Expression constructs carrying the ecaA, ecaB, and ccaA genes from the cyanobacteria Synechococcus PCC7942 and Synechocystis PCC6803 were generated and each transformed into Escherichia coli. Lysates from cells expressing recombinant protein were prepared and assayed using mass spectrometry for their ability to catalyze the exchange of ¹⁸O from ¹³C¹⁸O to H₂O. No carbonic anhydrase (CA) activity was detected from the cell lysates containing recombinant EcaA or EcaB proteins, whereas the lysate harbouring the CcaA polypeptide clearly accelerated the rate of ¹⁸O exchange. An ecaA deletion mutant in Synechococcus and insertionally inactivated ecaB and ccaA mutants in Synechocystis were generated and similarly assessed for CA activity. All mutants displayed a transient, ethoxyzolamide-sensitive, CA-like catalysis that was also exhibited by wild-type cells. The CcaA-deficient mutant showed a reduced capacity to exchange ¹⁸O out of ¹³C¹⁸O-labelled CO₂ in the light as well as an absolute requirement for high C_i for growth, reflecting the importance of the carboxysomal CA to the operation of the cyanobacterial CO₂-concentrating mechanism.
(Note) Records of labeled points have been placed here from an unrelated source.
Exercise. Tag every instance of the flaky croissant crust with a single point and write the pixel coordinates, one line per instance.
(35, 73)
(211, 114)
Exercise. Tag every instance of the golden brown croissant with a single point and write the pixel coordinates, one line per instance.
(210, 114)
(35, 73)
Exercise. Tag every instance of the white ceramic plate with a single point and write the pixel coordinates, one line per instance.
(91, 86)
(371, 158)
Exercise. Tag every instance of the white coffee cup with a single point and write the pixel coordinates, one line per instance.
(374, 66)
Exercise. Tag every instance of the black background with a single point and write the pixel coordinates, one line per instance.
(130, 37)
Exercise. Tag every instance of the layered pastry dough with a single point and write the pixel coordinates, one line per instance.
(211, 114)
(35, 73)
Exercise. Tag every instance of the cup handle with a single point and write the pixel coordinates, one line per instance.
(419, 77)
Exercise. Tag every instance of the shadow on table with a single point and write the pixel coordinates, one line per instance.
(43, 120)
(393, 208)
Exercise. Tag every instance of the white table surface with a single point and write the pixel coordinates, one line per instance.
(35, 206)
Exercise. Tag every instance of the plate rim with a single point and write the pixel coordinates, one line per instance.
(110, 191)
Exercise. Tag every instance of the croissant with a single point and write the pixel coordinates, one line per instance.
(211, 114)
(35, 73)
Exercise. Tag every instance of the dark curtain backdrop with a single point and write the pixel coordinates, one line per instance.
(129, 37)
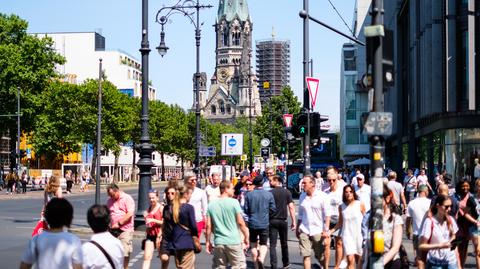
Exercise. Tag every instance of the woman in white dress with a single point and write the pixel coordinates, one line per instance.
(350, 222)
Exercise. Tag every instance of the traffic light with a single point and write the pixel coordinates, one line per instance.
(283, 149)
(301, 125)
(316, 129)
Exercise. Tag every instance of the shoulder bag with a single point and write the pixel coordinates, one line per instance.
(104, 253)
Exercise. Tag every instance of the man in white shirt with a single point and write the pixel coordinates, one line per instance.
(363, 191)
(198, 200)
(98, 218)
(313, 224)
(397, 189)
(416, 211)
(422, 179)
(410, 185)
(213, 190)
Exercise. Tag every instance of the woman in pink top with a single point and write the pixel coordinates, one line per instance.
(153, 221)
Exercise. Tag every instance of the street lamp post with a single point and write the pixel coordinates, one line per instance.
(184, 8)
(250, 145)
(145, 148)
(99, 134)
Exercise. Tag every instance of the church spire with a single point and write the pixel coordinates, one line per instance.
(228, 9)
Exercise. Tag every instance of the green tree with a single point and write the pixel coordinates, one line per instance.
(285, 102)
(26, 63)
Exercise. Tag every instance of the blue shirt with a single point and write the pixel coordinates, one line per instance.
(259, 204)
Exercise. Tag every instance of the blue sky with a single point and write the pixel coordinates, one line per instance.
(120, 22)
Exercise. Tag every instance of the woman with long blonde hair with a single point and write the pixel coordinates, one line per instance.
(184, 228)
(52, 190)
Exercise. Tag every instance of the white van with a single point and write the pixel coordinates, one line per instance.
(229, 171)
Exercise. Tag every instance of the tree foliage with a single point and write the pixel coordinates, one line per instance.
(271, 121)
(26, 63)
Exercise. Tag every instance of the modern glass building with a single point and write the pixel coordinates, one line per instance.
(435, 100)
(353, 100)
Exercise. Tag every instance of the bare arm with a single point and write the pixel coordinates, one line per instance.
(339, 223)
(244, 229)
(208, 233)
(291, 209)
(396, 242)
(25, 265)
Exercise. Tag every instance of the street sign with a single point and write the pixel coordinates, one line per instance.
(287, 120)
(312, 84)
(265, 142)
(232, 144)
(265, 152)
(377, 123)
(207, 151)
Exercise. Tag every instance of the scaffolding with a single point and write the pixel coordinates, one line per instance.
(273, 66)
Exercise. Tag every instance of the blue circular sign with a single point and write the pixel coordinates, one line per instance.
(232, 142)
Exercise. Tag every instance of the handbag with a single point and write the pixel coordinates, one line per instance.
(115, 232)
(104, 253)
(39, 227)
(403, 257)
(197, 247)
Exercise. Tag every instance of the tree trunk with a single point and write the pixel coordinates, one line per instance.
(116, 174)
(163, 165)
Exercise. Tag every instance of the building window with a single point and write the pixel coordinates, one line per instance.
(352, 136)
(236, 39)
(225, 39)
(221, 105)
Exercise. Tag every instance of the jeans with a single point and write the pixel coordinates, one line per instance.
(441, 266)
(278, 227)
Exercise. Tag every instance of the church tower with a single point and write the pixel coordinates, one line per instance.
(233, 78)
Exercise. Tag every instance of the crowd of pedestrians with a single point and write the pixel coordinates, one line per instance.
(245, 221)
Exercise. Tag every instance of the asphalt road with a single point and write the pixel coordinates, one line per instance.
(19, 214)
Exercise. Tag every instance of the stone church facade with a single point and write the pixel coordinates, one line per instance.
(233, 79)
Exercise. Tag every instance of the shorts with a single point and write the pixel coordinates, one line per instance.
(223, 255)
(164, 248)
(200, 227)
(315, 242)
(337, 232)
(259, 235)
(126, 238)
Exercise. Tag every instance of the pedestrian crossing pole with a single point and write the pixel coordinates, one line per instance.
(377, 142)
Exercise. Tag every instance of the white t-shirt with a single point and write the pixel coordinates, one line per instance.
(312, 212)
(93, 258)
(410, 183)
(212, 192)
(440, 235)
(422, 180)
(397, 190)
(54, 250)
(199, 202)
(416, 210)
(334, 200)
(364, 195)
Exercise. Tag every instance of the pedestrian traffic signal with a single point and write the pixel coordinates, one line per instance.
(316, 128)
(301, 125)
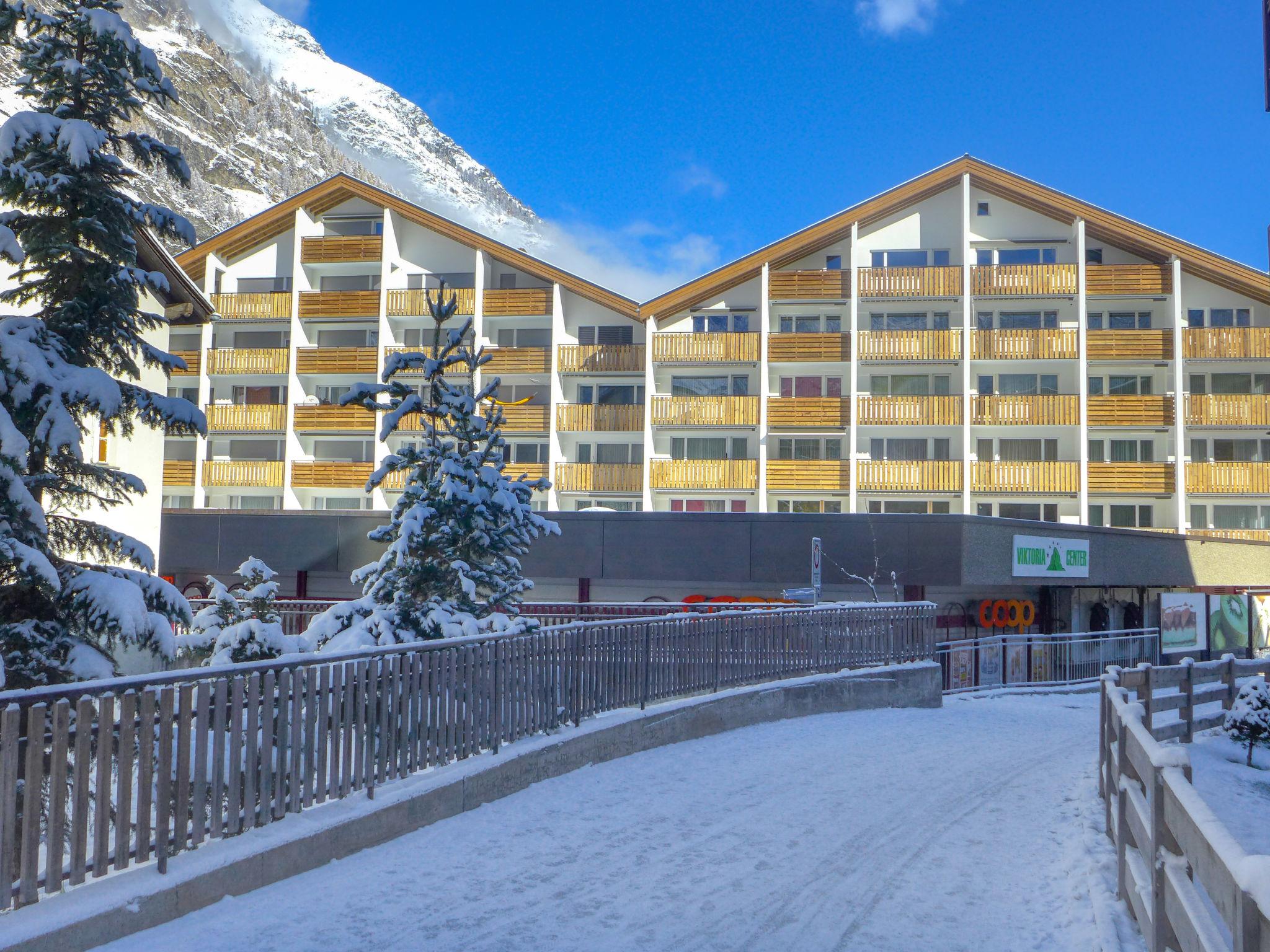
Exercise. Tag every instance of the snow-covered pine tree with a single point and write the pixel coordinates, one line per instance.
(75, 363)
(1249, 719)
(453, 545)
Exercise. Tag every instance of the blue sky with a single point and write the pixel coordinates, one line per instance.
(683, 135)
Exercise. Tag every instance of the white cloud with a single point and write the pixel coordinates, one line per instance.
(894, 17)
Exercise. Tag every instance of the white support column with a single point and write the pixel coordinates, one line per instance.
(854, 371)
(765, 322)
(1082, 369)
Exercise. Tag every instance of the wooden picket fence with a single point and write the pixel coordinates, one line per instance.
(107, 775)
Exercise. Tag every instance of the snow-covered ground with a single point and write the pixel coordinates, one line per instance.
(975, 827)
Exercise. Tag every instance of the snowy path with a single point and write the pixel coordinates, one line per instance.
(969, 828)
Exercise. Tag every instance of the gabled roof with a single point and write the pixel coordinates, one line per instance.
(339, 188)
(1099, 224)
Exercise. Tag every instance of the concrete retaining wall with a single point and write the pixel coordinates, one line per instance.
(140, 899)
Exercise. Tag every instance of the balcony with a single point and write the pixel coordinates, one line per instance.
(413, 302)
(911, 346)
(339, 304)
(797, 413)
(705, 348)
(1139, 479)
(1129, 346)
(600, 418)
(329, 475)
(517, 359)
(269, 306)
(1130, 410)
(1133, 280)
(243, 472)
(944, 281)
(1025, 410)
(809, 286)
(516, 302)
(1023, 280)
(794, 348)
(908, 475)
(1226, 343)
(1039, 345)
(1220, 478)
(337, 359)
(705, 412)
(247, 418)
(178, 472)
(309, 418)
(1025, 477)
(908, 410)
(705, 474)
(1227, 410)
(246, 361)
(600, 478)
(600, 358)
(808, 475)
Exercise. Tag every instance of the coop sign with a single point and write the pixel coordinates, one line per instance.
(1047, 558)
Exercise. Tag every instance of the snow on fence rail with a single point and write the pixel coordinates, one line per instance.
(1171, 850)
(106, 775)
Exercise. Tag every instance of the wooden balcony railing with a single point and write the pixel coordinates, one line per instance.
(178, 472)
(1020, 409)
(830, 348)
(1246, 479)
(333, 249)
(1227, 343)
(517, 359)
(1152, 410)
(248, 418)
(705, 412)
(339, 304)
(908, 475)
(1129, 346)
(1142, 479)
(796, 413)
(908, 410)
(809, 286)
(306, 416)
(1041, 345)
(911, 346)
(705, 474)
(1023, 280)
(516, 302)
(600, 478)
(705, 348)
(600, 418)
(243, 472)
(600, 358)
(808, 475)
(226, 359)
(329, 475)
(944, 281)
(252, 306)
(337, 359)
(413, 302)
(1227, 410)
(1148, 280)
(1024, 477)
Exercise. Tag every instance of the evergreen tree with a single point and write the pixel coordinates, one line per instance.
(453, 545)
(74, 364)
(1249, 719)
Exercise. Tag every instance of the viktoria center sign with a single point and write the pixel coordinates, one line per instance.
(1046, 558)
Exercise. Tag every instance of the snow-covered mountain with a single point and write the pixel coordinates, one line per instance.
(265, 113)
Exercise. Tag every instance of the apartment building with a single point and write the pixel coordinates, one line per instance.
(969, 342)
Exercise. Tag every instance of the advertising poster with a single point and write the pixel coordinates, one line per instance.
(1183, 622)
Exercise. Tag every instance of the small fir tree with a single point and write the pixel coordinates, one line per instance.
(1249, 719)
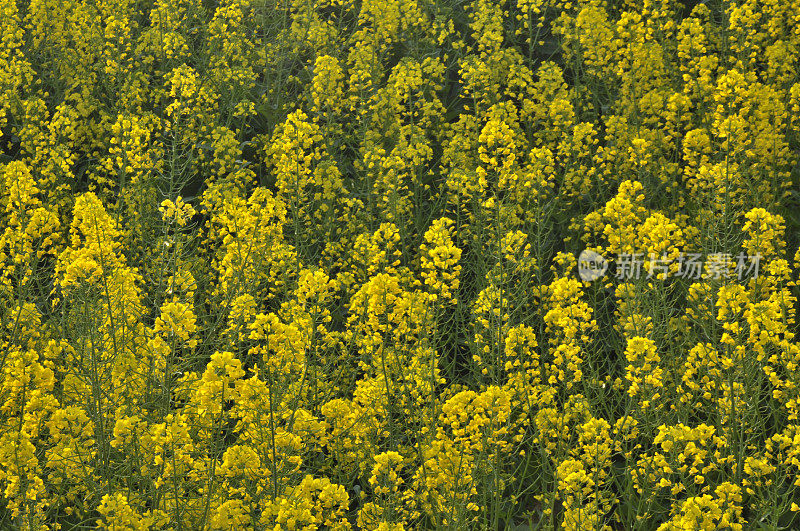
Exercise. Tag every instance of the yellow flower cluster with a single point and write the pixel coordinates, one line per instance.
(314, 264)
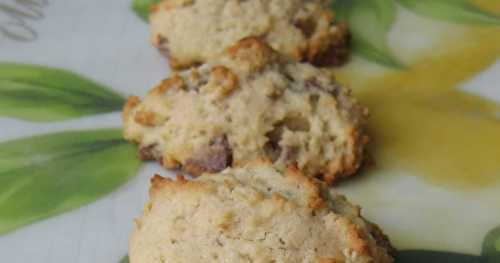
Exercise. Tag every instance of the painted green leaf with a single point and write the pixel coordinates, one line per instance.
(38, 93)
(369, 21)
(491, 245)
(427, 256)
(142, 7)
(47, 175)
(460, 11)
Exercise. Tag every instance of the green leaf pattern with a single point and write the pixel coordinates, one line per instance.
(143, 7)
(369, 22)
(459, 11)
(46, 175)
(38, 93)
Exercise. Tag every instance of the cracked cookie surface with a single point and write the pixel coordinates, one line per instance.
(253, 214)
(247, 105)
(194, 31)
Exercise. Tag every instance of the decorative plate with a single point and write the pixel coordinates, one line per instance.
(429, 71)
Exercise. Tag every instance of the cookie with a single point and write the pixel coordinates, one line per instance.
(245, 106)
(253, 214)
(193, 31)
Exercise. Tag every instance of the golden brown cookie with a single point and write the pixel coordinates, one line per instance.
(247, 105)
(253, 214)
(191, 32)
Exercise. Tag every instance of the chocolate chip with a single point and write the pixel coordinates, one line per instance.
(146, 153)
(214, 158)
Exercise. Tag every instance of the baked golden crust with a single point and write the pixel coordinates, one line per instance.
(253, 214)
(194, 32)
(249, 105)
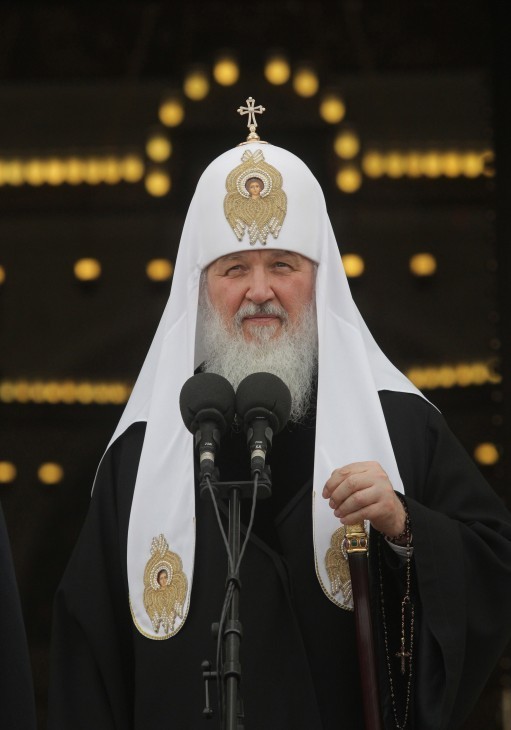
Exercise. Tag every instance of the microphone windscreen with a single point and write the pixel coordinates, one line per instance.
(207, 396)
(267, 393)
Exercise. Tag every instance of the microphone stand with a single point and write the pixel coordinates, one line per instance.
(230, 671)
(356, 544)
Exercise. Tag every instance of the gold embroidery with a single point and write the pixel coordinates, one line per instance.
(337, 567)
(255, 199)
(165, 586)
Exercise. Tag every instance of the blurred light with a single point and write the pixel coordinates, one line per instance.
(75, 171)
(84, 393)
(22, 391)
(395, 164)
(347, 145)
(33, 172)
(349, 179)
(451, 164)
(87, 269)
(423, 264)
(413, 164)
(64, 391)
(196, 85)
(50, 473)
(472, 164)
(372, 164)
(55, 171)
(159, 269)
(277, 70)
(305, 82)
(8, 472)
(132, 168)
(93, 169)
(157, 182)
(171, 112)
(13, 172)
(353, 265)
(158, 147)
(332, 109)
(486, 454)
(111, 171)
(448, 376)
(226, 71)
(431, 165)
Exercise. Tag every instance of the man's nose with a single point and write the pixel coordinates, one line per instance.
(259, 289)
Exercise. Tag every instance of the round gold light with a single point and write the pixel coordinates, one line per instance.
(84, 393)
(413, 164)
(451, 164)
(349, 179)
(33, 172)
(277, 70)
(373, 164)
(13, 172)
(157, 182)
(22, 391)
(158, 148)
(50, 473)
(226, 71)
(8, 472)
(305, 82)
(423, 264)
(75, 171)
(132, 168)
(171, 112)
(353, 265)
(94, 171)
(486, 454)
(431, 164)
(196, 85)
(55, 171)
(111, 171)
(159, 269)
(87, 269)
(332, 109)
(347, 145)
(395, 165)
(472, 164)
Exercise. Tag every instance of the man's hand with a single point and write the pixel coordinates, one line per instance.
(362, 491)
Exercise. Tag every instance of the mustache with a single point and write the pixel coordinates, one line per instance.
(250, 310)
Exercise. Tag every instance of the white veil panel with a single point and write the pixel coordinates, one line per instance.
(350, 424)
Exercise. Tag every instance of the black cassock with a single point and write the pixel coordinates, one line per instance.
(17, 707)
(299, 665)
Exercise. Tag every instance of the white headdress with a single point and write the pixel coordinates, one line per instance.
(350, 424)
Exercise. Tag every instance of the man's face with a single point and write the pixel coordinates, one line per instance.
(279, 278)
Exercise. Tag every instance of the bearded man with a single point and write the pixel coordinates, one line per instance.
(269, 294)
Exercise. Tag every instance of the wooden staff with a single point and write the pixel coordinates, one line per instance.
(356, 544)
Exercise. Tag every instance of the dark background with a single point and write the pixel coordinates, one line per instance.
(87, 80)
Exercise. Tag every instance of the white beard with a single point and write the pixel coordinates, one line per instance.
(292, 355)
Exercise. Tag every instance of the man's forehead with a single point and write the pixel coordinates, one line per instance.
(266, 254)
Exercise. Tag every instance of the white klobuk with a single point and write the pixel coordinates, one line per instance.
(350, 425)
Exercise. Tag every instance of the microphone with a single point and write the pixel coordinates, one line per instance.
(263, 404)
(207, 404)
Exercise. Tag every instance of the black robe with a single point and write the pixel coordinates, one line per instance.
(17, 706)
(299, 665)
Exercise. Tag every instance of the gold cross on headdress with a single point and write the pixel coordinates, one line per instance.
(251, 110)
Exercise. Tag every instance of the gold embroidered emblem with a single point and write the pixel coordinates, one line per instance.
(337, 566)
(165, 586)
(255, 199)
No detectable differences in ¹⁸O exchange patterns, CO₂ or HCO₃^- transport, or steady-state growth were observed between the ecaA and ecaB mutants and wild-type cells, indicating that neither EcaA nor EcaB play an essential catalytic role in the functioning of the CO₂-concentrating mechanism.Key words: carbonic anhydrase, CO₂-concentrating mechanism, cyanobacteria, ¹⁸O exchange, Synechococcus PCC7942, Synechocystis PCC6803.